Maglie larghe: frode da 300mln di euro scoperta dalla GdF

Trieste, 15 Ottobre. Operavano  in diversi paesi d’Europa, soprattutto quelli dell’Est, Serbia, Ucraina, Bosnia, Croazia, Isole Marshall, Siria, Giordania, ma anche S.Marino, alcuni imprenditori che erano riusciti a mettere in piedi un giro d’affari, sporchi secondo la GdF, da 300 mln di euro. Il campo è quello del commercio di tessuti.

L’operazione che porta il nome ad hoc di “maglie larghe” ha portato all’arresto di un funzionario doganale di 55 anni ( che è anche un imprenditore di Monfalcone) e un proprietario di un’azienda di trasporti. Fondamentali questi ultimi per la frode ipotizzata dal pm Lucia Badovin, della procura di Trieste. Il commercio fittizio avveniva tra una quindicina di società site nel nord-Italia, tra Lombardia e Friuli soprattutto, amministrate pare da un altro imprenditore, almeno alcune, tutt’ora ricercato e svariate altre aziende estere “compiacenti”.

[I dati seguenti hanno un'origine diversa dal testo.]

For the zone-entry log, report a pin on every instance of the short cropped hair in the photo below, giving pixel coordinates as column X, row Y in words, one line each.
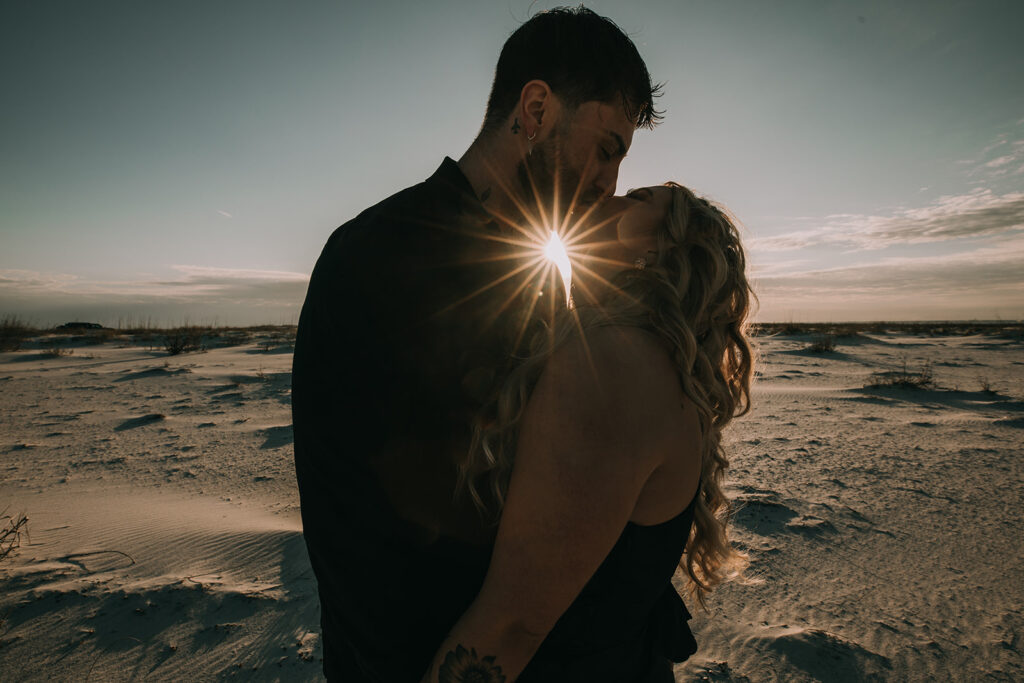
column 583, row 56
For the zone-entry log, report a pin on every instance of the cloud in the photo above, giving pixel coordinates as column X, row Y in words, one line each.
column 981, row 283
column 999, row 161
column 248, row 296
column 977, row 214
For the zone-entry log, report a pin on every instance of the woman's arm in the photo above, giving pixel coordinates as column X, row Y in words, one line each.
column 602, row 418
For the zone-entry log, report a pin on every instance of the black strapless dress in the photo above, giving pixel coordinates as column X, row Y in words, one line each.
column 629, row 624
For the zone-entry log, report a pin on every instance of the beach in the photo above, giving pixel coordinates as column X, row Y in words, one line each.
column 879, row 488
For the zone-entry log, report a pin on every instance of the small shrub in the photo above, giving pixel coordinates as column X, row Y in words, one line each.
column 822, row 344
column 183, row 340
column 10, row 532
column 904, row 378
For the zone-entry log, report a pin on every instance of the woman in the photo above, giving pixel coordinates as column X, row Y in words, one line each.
column 613, row 426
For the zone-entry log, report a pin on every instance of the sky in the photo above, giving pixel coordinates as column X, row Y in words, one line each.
column 184, row 162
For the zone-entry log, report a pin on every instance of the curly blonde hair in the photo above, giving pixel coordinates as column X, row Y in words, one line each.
column 695, row 297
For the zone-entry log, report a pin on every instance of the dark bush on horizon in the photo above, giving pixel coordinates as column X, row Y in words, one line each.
column 183, row 340
column 822, row 344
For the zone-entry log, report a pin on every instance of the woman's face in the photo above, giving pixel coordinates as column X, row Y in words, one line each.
column 629, row 230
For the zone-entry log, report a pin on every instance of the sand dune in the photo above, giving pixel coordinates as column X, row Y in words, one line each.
column 883, row 519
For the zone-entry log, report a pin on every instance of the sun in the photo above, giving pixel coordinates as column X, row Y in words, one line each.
column 556, row 253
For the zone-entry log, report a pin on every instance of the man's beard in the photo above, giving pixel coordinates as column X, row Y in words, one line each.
column 543, row 181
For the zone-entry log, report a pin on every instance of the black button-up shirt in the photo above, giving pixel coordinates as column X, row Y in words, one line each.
column 401, row 336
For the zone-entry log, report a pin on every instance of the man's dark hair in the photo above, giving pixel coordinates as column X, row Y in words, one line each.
column 583, row 56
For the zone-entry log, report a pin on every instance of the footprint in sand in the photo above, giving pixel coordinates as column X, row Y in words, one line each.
column 132, row 423
column 820, row 654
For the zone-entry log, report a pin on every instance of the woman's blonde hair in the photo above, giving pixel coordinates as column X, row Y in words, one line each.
column 695, row 297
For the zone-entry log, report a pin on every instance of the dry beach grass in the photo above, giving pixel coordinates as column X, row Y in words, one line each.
column 879, row 483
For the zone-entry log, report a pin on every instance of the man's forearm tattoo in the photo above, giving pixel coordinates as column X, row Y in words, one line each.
column 462, row 666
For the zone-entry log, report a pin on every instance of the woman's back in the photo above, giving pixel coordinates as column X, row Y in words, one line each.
column 628, row 622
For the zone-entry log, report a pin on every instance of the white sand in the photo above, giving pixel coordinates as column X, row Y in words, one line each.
column 885, row 525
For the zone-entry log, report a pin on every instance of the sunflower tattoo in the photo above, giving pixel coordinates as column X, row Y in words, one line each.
column 462, row 666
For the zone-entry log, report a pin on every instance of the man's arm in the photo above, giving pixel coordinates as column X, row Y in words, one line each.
column 597, row 425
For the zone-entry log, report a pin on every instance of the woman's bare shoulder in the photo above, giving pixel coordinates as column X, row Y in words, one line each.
column 629, row 361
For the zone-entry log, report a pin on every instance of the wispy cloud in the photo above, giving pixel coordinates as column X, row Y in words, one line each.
column 237, row 293
column 978, row 283
column 976, row 214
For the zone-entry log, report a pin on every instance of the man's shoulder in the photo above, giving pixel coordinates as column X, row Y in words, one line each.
column 399, row 209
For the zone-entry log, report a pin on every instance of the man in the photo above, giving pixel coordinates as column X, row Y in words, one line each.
column 408, row 321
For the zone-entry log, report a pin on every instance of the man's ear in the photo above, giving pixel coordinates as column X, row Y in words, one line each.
column 539, row 109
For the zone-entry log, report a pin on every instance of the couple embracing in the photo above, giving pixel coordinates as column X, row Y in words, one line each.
column 500, row 476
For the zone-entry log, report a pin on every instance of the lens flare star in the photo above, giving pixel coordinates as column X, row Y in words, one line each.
column 555, row 252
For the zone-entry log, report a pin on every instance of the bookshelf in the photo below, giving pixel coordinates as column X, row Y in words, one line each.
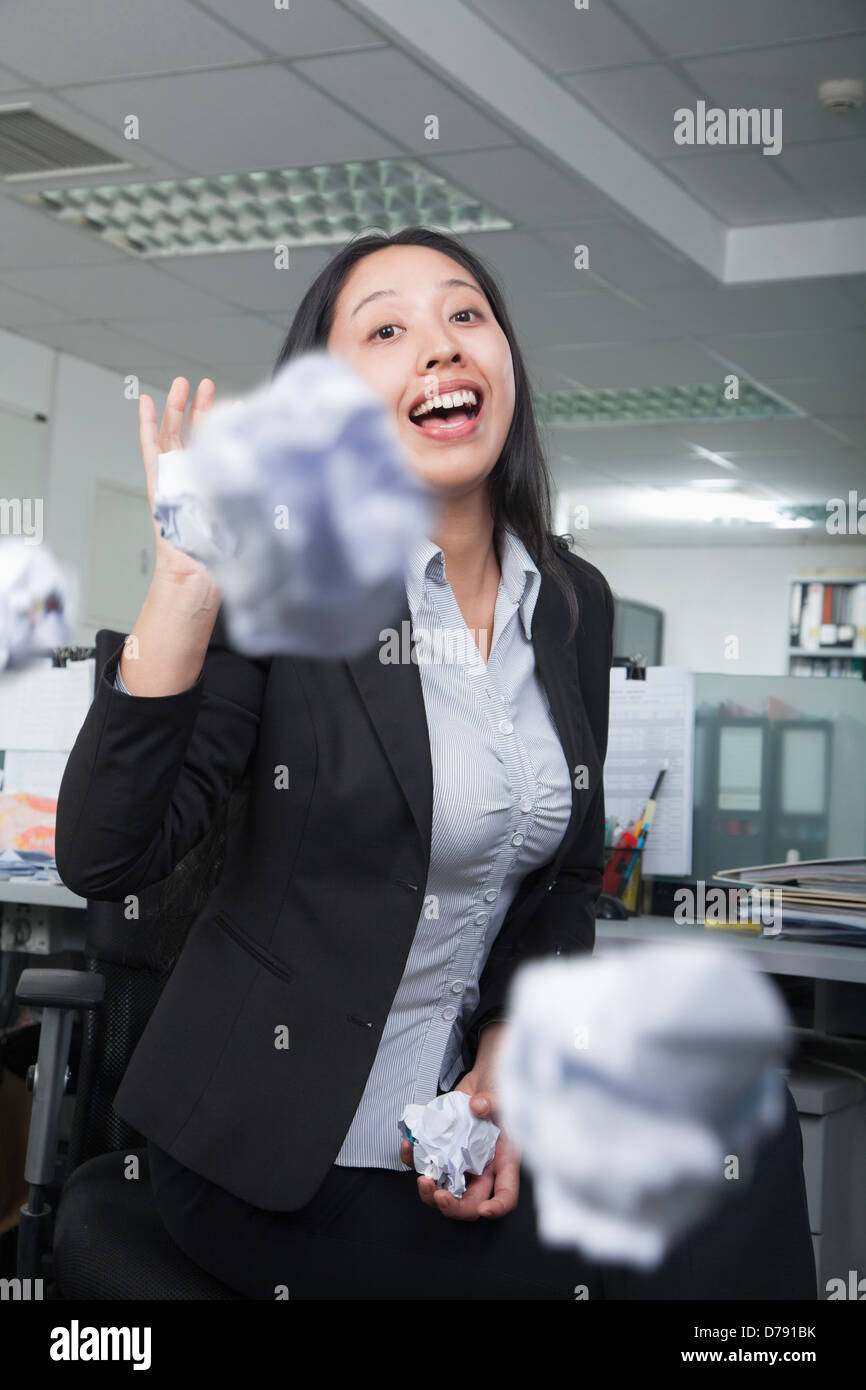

Nella nota diffusa dalle Fiamme Gialle, meritevoli di averla scoperta tramite le indagini svolte dal nucleo di polizia tributaria viene spiegato come “Il sofisticato sistema di frode prevedeva l’utilizzo di quindici società nazionali ubicate tra Lombardia, Lazio, Friuli-Venezia Giulia che effettuavano fittizie operazioni infra-gruppo e poi numerose operazioni di false esportazioni … movimentando tessuti e capi di abbigliamento al solo scopo di creare e monetizzare dei falsi crediti Iva“.

Le società estere servivano, a quanto ancora è possibile leggere nella nota diffusa dalla GdF, a coprire le false esportazioni. In tutto sono state sequestrate ben 14 società ed è stato possibile portare alla luce un giro di falsi acquisti del valore di circa 150 mln di euro ( a quanto sembra seprati e quindi aggiungibili, rispetto ai 300 della frode). In totale le autorità hanno ricostruito 287 operazioni finanziarie fasulle.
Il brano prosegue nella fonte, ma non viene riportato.